Ayurveda advocates disease prevention or “health care” as a lifelong practice. Ayurveda works to understand the individual person while uncovering and fixing the root cause of the problem, so it doesn't happen again in the future. 

Health is not something we run to like a finish line and high five when it’s over. Not even close. True health care is daily, consistent, individual and intentional.

3) Let's talk about the differences in Diagnosis.

Western medicine uses tests. They test our vitals, swipe a swab or take a blood test. Once they get the test results, they will give a diagnosis. The diagnosis is based on what the numbers say on the tests, regardless of who the individual person is. 

Ayurvedic consultations in the U.S. are lengthy (1+ hours is common) as the practitioner gathers info to form a full picture about the individual including, physicality, the state of the mind, health concerns, diet, routine, lifestyle habits, etc., 

Before making a diagnosis, the goal in an Ayurvedic consultation is to uncover a) who the patient is as an individual b) what is the imbalance and c) what is the root cause.

4) Let's look at the differences in Treatments

Western medicine uses a single approach by either removing the part that doesn’t function well or by giving a prescription drug. We may, or may not, have to take another drug to combat the side-effects of the first drug.

Ayurvedic treatments are a multiple approach, covering many facets of our life. A revised diet, breathing techniques, exercise recommendations, herbal therapy, aromatherapy, and meditation could be prescribed.

Ayurveda will treat the symptoms too, but at the same time will seek to fix the root problem. The patient will need to create real changes in their diet/lifestyle to prevent the problem from coming back. In Ayurveda, it is critical to have participation of the client in order for the therapies to work.
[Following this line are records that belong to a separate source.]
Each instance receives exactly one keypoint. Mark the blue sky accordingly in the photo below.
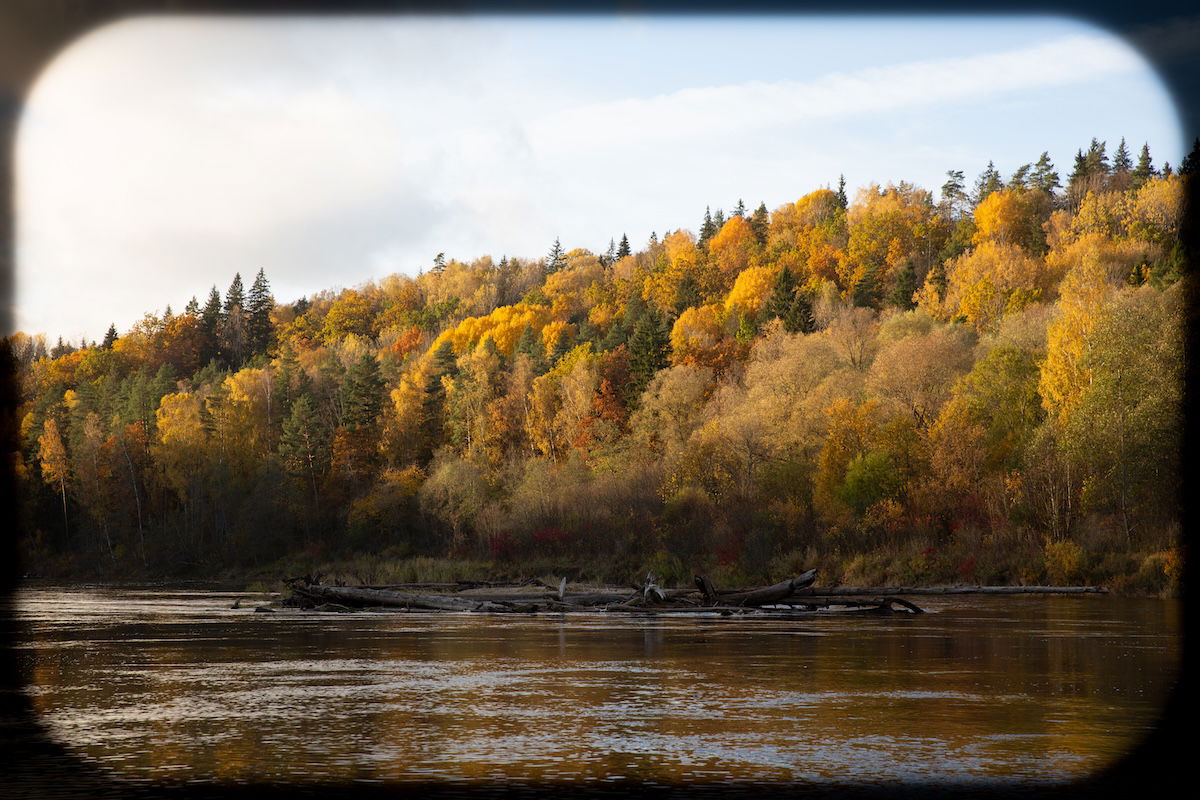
(156, 157)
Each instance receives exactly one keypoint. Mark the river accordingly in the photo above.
(174, 685)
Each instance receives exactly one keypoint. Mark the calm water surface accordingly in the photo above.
(175, 685)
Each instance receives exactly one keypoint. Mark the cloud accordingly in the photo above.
(714, 110)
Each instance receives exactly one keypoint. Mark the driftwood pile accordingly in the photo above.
(785, 597)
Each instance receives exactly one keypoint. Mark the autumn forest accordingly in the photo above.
(894, 385)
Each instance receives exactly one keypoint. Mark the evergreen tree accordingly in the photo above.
(556, 259)
(783, 294)
(905, 287)
(304, 443)
(954, 198)
(363, 394)
(259, 305)
(531, 347)
(235, 295)
(433, 404)
(687, 294)
(799, 318)
(648, 352)
(760, 224)
(1121, 161)
(1020, 179)
(988, 182)
(1145, 168)
(707, 228)
(1191, 164)
(623, 248)
(1044, 176)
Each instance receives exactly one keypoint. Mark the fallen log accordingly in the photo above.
(762, 596)
(961, 590)
(359, 597)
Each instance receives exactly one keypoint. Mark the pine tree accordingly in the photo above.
(1191, 164)
(760, 224)
(954, 199)
(799, 318)
(235, 295)
(556, 259)
(783, 294)
(259, 305)
(1044, 176)
(707, 228)
(1121, 161)
(363, 394)
(648, 352)
(988, 182)
(905, 287)
(1145, 168)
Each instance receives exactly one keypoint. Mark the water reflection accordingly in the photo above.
(166, 685)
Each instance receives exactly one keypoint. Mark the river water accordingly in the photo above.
(178, 686)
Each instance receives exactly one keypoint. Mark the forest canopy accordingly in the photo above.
(983, 388)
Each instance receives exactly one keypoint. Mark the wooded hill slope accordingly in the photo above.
(985, 388)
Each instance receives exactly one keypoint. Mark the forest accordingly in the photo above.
(894, 389)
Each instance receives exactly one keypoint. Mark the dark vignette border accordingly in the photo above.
(34, 31)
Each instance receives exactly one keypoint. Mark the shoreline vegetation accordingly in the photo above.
(978, 390)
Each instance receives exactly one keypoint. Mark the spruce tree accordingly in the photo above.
(954, 198)
(556, 259)
(1191, 164)
(707, 228)
(988, 182)
(1145, 168)
(1044, 176)
(235, 295)
(648, 352)
(623, 248)
(799, 318)
(760, 223)
(783, 294)
(363, 392)
(1121, 161)
(259, 304)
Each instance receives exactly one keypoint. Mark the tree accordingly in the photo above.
(989, 181)
(954, 200)
(259, 305)
(1044, 176)
(649, 349)
(55, 464)
(556, 259)
(759, 223)
(304, 443)
(1145, 168)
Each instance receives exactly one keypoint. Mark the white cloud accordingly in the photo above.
(714, 110)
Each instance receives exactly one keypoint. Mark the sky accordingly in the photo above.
(159, 156)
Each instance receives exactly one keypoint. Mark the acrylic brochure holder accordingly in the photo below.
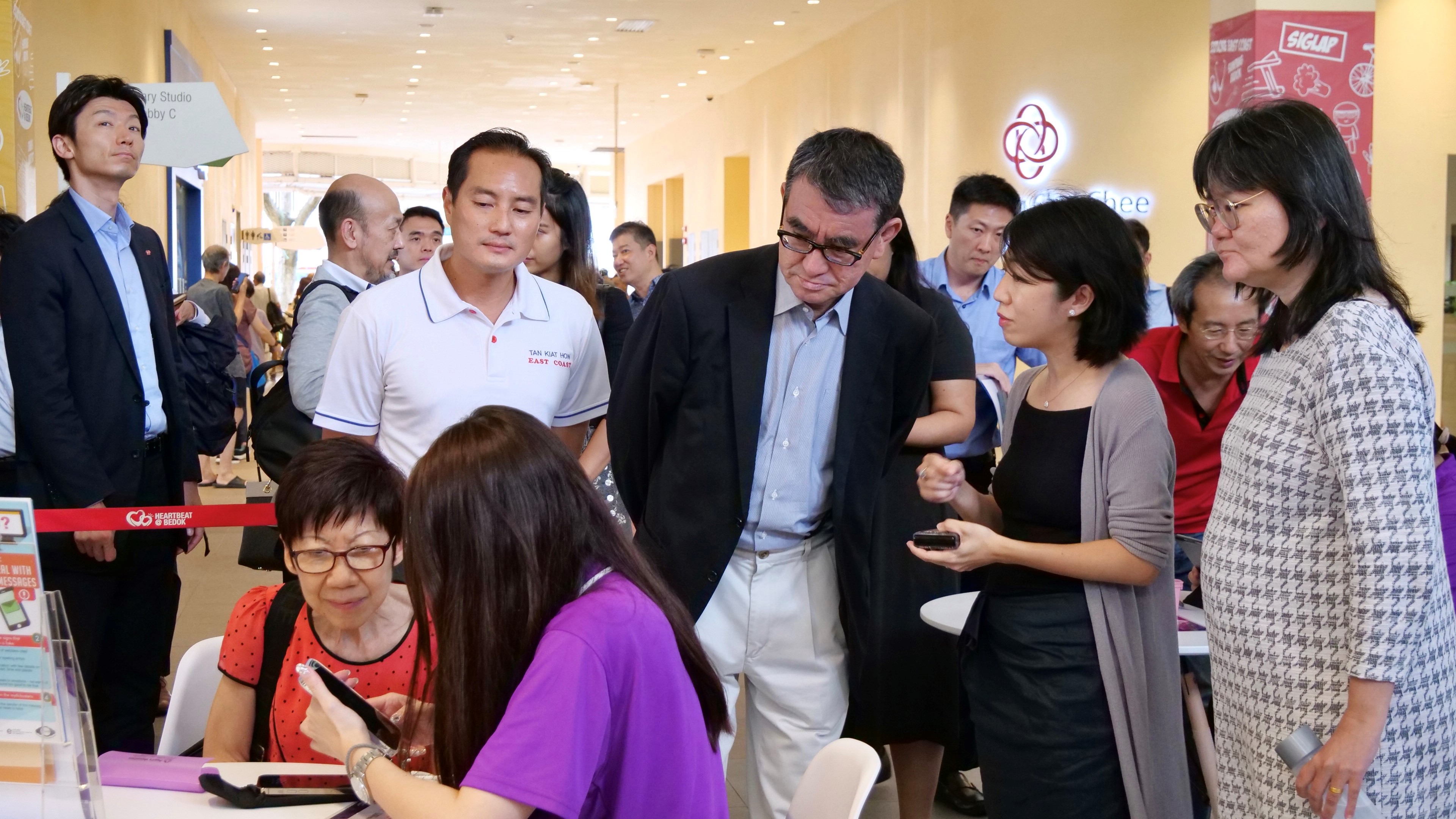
(47, 738)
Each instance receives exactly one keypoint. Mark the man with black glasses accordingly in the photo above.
(759, 400)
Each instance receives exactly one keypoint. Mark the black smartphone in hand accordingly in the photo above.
(935, 540)
(376, 723)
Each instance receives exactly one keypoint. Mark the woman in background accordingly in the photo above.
(905, 684)
(1323, 573)
(568, 678)
(1071, 653)
(561, 254)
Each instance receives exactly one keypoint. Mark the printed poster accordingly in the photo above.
(1323, 57)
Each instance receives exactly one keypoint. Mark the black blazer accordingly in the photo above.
(79, 409)
(688, 400)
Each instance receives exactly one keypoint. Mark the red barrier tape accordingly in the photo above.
(124, 519)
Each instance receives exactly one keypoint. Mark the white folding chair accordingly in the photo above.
(193, 691)
(838, 781)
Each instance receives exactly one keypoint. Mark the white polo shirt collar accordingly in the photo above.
(442, 301)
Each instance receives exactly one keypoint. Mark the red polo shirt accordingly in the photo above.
(1197, 447)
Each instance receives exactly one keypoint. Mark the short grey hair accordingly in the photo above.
(852, 169)
(1205, 269)
(215, 259)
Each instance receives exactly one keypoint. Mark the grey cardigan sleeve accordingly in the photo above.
(309, 350)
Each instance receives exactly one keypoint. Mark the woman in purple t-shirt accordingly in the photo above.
(567, 677)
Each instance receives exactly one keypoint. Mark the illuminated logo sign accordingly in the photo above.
(1031, 142)
(1312, 41)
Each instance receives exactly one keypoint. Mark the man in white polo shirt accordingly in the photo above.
(419, 353)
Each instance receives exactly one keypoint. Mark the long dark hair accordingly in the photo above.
(1293, 151)
(503, 528)
(567, 205)
(905, 266)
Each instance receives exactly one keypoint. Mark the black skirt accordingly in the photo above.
(905, 681)
(1043, 726)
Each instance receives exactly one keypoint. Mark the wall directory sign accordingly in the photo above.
(1323, 57)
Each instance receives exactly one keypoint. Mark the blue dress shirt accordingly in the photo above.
(1158, 311)
(638, 301)
(114, 238)
(794, 465)
(979, 314)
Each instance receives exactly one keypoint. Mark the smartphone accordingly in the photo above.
(302, 784)
(935, 540)
(376, 723)
(12, 610)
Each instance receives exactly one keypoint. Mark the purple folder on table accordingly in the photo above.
(152, 772)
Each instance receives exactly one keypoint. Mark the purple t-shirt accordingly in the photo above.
(606, 722)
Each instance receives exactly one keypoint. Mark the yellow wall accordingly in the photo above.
(108, 37)
(941, 79)
(1414, 133)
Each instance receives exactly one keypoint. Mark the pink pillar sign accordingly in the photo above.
(1323, 57)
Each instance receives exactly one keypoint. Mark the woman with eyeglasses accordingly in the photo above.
(1323, 570)
(340, 512)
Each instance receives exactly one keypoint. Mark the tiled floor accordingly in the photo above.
(213, 584)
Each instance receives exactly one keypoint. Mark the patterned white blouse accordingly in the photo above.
(1323, 560)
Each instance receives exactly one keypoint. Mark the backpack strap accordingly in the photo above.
(348, 293)
(283, 614)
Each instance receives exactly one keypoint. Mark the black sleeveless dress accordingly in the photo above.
(1028, 659)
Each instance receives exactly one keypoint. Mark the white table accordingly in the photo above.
(145, 803)
(948, 614)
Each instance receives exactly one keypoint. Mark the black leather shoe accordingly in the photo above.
(959, 795)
Therapies in Ayurveda are natural — made from plants, spices, flowers, fruits, animal parts, minerals and metals — and therefore easily accepted and digested by our body. As a bonus, plant-based treatments improve the quality of our cells and tissues as we heal. That said, nature is a powerful influencer so there are contraindications for any herbal remedy. Just because Ayurveda uses natural ingredients, doesn’t mean we can experiment willy nilly.

5) And finally, the connection to nature.

Western (modern) medicine does not recognize our connection to nature. 

Ayurveda emphasizes that nature is part of us, and we are part of nature, we are governed by nature.

Therefore Ayurveda uses all natural remedies (including our food) to help re-balance our health.

Can Western Medicine and Ayurveda coexist?

Totally! As we work on empowering ourselves with the right diet & lifestyle regimen based on Ayurveda, there is definitely place for both sciences to coexist. 

The recommendation is to practice Ayurveda daily as a lifestyle and to prevent imbalance (that's on US, you guys!).

If we get sick or need emergency care, we see a doctor for help! Western medicine is crucial for emergencies (Ayurveda is not good for this at all!!) — anything that could be life-threatening. Modern medicine can save your life.

In the eyes of Ayurveda, true healthcare is where we manage most everything ourselves and leave the emergencies or chronic conditions to a doctor’s expertise. 

As it is, our MDs are overloaded with patient appointments, only able to spend a short while with each of them, which means they have to come up with a quick solution and move to the next patient.

But! If we use Ayurveda correctly, our trips to the doctor may be slim to none!

As you can see the two sciences are quite different. However, within their differences is where each science excels. 

I hope this sheds some light on the differences between the two. 

If we start using Ayurveda in the home as prevention, with proper diet and lifestyle according to the individual, we will have powerful ownership over our own health and well being!